George Forrester

Personal information
- Full name: George Hogg Forrester
- Date of birth: 28 August 1934
- Place of birth: Edinburgh, Scotland
- Date of death: 13 April 2001 (aged 66)
- Place of death: Edinburgh, Scotland
- Position(s): Full back

Youth career
- Raith Rovers

Senior career*
- Years: Team / Apps / (Gls)
- 1953–1954: Sunderland / 0 / (0)
- 1954–?: Raith Rovers / 0 / (0)
- ?: Dundee / 0 / (0)
- 1957: Brechin City / 1 / (0)
- 1958: Dundee United / 9 / (0)
- 1959–1960: Eyemouth United
- 1960–1962: Accrington Stanley / 54 / (0)
- 1962–1965: Sankeys of Wellington
- 1965–1966: Altrincham
- 1966–1969: Macclesfield Town / 109 / (2)

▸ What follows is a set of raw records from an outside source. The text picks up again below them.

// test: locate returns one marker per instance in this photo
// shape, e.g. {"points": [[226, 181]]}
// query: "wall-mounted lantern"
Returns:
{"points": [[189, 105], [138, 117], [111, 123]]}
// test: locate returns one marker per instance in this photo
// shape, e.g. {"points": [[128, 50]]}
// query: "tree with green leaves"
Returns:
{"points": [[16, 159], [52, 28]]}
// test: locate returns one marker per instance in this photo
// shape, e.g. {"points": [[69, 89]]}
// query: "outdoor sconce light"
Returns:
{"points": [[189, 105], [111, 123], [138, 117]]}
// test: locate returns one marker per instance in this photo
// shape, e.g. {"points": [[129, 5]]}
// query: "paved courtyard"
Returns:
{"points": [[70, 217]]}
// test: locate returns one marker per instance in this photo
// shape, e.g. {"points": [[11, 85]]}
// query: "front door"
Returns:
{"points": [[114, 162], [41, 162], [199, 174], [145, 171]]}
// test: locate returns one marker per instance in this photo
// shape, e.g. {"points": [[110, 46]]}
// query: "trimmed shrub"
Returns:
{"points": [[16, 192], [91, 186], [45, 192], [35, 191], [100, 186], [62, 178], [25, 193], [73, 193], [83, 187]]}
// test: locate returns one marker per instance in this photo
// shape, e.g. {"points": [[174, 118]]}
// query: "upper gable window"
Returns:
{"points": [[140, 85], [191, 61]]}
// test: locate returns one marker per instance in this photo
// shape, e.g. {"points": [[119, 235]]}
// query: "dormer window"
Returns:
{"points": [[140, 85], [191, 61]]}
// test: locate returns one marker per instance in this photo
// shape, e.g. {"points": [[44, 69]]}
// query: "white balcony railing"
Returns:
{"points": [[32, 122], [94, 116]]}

= George Forrester (footballer, born 1934) =

Scottish footballer

George Hogg Forrester (28 August 1934 – 13 April 2001) was a Scottish footballer who played as a full back. He played for Accrington Stanley from 1960 until they dropped out of the Football League in 1962, and also played in the Scottish Football League for Brechin City and Dundee United. He played for non-League club Eyemouth United when they reached the quarter-finals of the Scottish Cup in 1959–60, and also helped Altrincham reach the third round of the FA Cup for the first time.

==Playing career==
George Forrester was born in Edinburgh on 28 August 1934. He was a youth player with Raith Rovers before joining Sunderland in 1953, where he failed to make a first-team appearance. He was given a free transfer in May 1954. He returned to Raith Rovers and then joined Dundee, but again didn't appear for either club's first team. After receiving a free transfer from Dundee, he had a brief spell with Brechin City between September and November 1957, playing in one league match. Forrester then signed for Dundee United in February 1958, where he made nine league appearances before leaving the club in September 1958.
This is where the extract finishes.